Accelerating an Embedded RTOS in a SOPC Platform Timothy F. Oliver, Siraj Mohammed, Nataraj Muthu Krishna and Douglas L. Maskell Centre for High Performance Embedded Systems (CHiPES) School of Computer Engineering Nanyang Technology University, Singapore {tim.oliver, siraj, krishna}@pmail.ntu.edu.sg,
[email protected]
Abstract SoPC platforms are becoming more prevalent as a solution for the implementation of embedded computing systems. This is due to their ease of implementation and highly customisable nature. We demonstrate a simple yet effective technique for accelerating an embedded RTOS running on a soft-core CPU in an SoPC platform. Custom instructions are developed to accelerate the task scheduling. We show rapid development of our technique can be achieved through the use of integrated SoPC development environments like Altera’s Quartus-II. Further, implementing a system running the same accelerated RTOS in the Opencores ORP SoPC platform shows the portability of our methods. A notable increase in the performance of key RTOS routines has been seen as well as a reduction in interrupt-latency at the cost of a minimal amount of FPGA real estate. We propose the novel use of custom instructions to access frequently used global data structures as an acceleration technique suitable for SoPC platforms.
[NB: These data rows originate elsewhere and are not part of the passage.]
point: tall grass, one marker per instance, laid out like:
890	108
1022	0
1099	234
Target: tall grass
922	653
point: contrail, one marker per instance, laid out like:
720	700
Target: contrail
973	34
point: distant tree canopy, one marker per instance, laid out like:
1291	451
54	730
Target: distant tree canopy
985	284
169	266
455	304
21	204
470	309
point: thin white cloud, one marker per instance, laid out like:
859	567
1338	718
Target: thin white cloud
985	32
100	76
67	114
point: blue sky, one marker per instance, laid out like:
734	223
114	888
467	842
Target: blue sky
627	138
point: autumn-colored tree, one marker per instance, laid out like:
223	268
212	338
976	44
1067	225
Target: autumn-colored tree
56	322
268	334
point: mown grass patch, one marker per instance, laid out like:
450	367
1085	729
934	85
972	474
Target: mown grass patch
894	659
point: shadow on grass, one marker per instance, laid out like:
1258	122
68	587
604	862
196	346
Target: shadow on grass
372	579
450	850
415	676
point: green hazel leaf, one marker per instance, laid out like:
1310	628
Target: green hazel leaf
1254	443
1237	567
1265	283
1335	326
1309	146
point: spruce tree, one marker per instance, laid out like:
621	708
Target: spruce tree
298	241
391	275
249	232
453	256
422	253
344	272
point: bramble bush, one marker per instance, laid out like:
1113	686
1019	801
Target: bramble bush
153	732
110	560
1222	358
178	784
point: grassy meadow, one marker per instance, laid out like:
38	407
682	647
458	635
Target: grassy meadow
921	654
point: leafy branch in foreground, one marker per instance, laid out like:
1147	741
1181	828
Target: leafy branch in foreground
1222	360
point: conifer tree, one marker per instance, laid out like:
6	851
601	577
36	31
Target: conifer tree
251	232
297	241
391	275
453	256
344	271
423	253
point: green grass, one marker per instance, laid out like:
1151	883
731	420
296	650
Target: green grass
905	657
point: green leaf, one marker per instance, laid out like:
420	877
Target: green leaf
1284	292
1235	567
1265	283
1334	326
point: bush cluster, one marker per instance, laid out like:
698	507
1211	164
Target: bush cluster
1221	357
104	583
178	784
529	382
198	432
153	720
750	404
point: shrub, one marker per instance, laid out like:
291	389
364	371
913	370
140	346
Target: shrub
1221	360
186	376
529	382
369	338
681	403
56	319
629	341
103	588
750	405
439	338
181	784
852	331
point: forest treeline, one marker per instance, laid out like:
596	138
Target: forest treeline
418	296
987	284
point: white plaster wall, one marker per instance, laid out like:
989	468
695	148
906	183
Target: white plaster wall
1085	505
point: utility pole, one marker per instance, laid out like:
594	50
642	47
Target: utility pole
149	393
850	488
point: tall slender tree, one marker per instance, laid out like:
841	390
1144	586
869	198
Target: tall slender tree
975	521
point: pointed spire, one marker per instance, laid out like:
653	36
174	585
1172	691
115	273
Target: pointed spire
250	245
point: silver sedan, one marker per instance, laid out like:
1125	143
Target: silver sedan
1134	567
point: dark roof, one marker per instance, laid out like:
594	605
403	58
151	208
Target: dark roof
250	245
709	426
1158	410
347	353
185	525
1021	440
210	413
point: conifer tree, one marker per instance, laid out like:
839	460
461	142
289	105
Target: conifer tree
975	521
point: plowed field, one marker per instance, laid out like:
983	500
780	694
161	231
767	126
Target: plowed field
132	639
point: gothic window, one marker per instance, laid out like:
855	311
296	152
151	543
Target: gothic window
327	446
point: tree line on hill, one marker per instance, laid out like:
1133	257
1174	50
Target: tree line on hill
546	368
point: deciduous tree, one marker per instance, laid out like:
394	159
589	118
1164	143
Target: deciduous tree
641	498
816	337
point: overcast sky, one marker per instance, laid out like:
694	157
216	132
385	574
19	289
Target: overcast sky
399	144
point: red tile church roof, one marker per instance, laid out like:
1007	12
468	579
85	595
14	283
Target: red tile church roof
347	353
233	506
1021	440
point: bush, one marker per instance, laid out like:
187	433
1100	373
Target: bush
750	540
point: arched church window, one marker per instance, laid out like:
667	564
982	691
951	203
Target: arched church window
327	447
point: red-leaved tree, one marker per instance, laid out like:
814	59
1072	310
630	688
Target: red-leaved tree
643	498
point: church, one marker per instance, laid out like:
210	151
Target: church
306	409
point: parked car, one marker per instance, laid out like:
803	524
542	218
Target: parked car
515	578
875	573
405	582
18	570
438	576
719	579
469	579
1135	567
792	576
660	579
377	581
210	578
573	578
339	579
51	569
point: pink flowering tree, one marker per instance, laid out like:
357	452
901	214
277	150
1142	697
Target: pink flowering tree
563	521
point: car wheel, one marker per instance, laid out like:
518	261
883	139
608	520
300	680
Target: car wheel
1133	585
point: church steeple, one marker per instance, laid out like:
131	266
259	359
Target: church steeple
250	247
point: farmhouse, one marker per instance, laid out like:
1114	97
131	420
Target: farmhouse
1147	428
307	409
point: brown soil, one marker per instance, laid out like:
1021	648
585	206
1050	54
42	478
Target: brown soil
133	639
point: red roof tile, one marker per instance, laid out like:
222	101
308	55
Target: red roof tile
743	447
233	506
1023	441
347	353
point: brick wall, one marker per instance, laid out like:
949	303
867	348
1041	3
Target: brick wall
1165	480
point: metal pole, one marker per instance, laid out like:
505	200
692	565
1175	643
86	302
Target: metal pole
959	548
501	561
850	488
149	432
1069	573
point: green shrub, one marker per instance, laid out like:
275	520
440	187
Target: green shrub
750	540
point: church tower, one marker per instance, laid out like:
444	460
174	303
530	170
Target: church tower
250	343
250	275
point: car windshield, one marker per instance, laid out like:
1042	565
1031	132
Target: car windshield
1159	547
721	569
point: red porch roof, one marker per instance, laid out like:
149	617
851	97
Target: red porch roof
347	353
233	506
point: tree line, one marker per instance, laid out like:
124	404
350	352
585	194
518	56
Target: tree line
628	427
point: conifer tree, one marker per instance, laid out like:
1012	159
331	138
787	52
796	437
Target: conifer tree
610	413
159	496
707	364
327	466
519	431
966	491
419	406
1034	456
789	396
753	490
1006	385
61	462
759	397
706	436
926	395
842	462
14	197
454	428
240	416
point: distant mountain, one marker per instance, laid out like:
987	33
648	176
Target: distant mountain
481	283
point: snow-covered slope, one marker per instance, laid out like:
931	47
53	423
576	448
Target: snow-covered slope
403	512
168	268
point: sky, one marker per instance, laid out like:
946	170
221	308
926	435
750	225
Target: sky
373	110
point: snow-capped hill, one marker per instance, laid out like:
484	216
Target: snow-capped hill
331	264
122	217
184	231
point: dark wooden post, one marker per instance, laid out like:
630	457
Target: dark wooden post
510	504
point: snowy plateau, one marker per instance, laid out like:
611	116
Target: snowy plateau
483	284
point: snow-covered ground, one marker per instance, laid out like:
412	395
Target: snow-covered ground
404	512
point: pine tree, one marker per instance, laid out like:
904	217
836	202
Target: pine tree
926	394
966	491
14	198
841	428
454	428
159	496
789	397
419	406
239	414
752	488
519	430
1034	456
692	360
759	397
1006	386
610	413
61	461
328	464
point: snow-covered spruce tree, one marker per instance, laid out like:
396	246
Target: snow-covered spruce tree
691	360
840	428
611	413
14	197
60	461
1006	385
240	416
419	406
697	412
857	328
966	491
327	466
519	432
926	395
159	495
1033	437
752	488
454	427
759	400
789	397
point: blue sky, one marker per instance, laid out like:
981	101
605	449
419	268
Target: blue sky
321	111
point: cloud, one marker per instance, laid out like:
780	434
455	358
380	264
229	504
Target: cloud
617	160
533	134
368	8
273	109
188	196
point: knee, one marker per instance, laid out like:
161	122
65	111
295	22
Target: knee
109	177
1. Introduction A modern digital system is a combination of one or more processors, configured intellectual property blocks (IPB) and user logic. In the past implementing a system on a chip (SoC) could only be targeted at an ASIC design. Developments in FPGA logic density and speed have made a system on a programmable chip (SoPC) implementation possible. The advantages of SoC are simplified PCB design, improved performance and reliability. Further advantages of SoPC are flexibility and shortened development time. A RISC core can be configured to be 16/32 bits, have data or instruction pipelining, hardware multipliers and custom instructions with hardware acceleration. All the peripherals that the application demands can be customised and included on chip. In an ASIC development this application specific partitioning would usually be considered a risk of the product only being suitable for a small market. With a
SoPC, hardware is effortlessly scaled and the application partitioned to efficiently meet requirements. The availability of proprietary [1] and open source [2] configurable embedded computing platforms provides the system architect with greater options on the structure and customisation available. Altera offer the SoPC Builder integrated into their Quartus-II FPGA development environment. This allows a number of system blocks to be built around one or more Nios processors. The Nios instruction set can be extended with custom execution units [3]. An open-source offering is the OpenRISC reference platform (ORP) [4]. The ORP provides a comprehensive collection of peripherals that can be customised. The open source nature of the ORP simulator allows it to be modified to emulate any changes to the soft core. Custom computing hardware can benefit a general computing application [5]. A computing application can also benefit from hardware acceleration of the RTOS that it is running [6]. Our study requires an RTOS that allows partitioning of functionality between hardware and software. Micrium’s MicroC/OS-II is a small, simple pre-emptive RTOS suitable for embedded applications [7]. It has been widely used and ported to a number of microprocessors. While the RTOS is not open source the simplicity and well-documented structure make it easy to adapt functionality to use software or custom computing hardware. MicroC/OS-II can be scaled to the needs of the application thus minimising the memory footprint and processing overhead. Research has been done to provide RTOS functionality in hardware and significant improvements in speed have been reported at the expense of only a minimal amount of additional hardware. For example semaphores and the associated deadlock detection for sharing resource among several concurrent processes has been implemented in hardware [8]. Logic circuits to perform scheduling of tasks and interrupt handling have been developed. This concept has been commercialised [9] using the Xilinx Microblaze [10] as the SoPC platform. We propose the novel use of custom instructions to access frequently used global data structures as an acceleration technique suitable for SoPC platforms. The
previous works in RTOS acceleration have not considered the use of custom instructions. Accelerators have been connected to the system on the main bus. This approach requires the structural overhead of a bus interface to the acceleration hardware and the overhead of multiple clock cycles to perform an access transaction over the bus. If the bus is shared then RTOS acceleration hardware could impact on the performance of other connected peripherals. We have proposed using custom instructions to accelerate the RTOS functionality. Use of a custom instruction alleviates the issues of bus connectivity. However it localises acceleration to a single processor. Therefore we only consider this lightweight technique in single processor systems. We apply this RTOS acceleration framework to several SoPC platforms. We then investigate the impact on RTOS overhead and interrupt response time. The FPGA resource usage, memory usage and energy consumption are reported and the overheads weighed up against the benefits. Finally we discuss how easy the framework was to use and port to different platforms.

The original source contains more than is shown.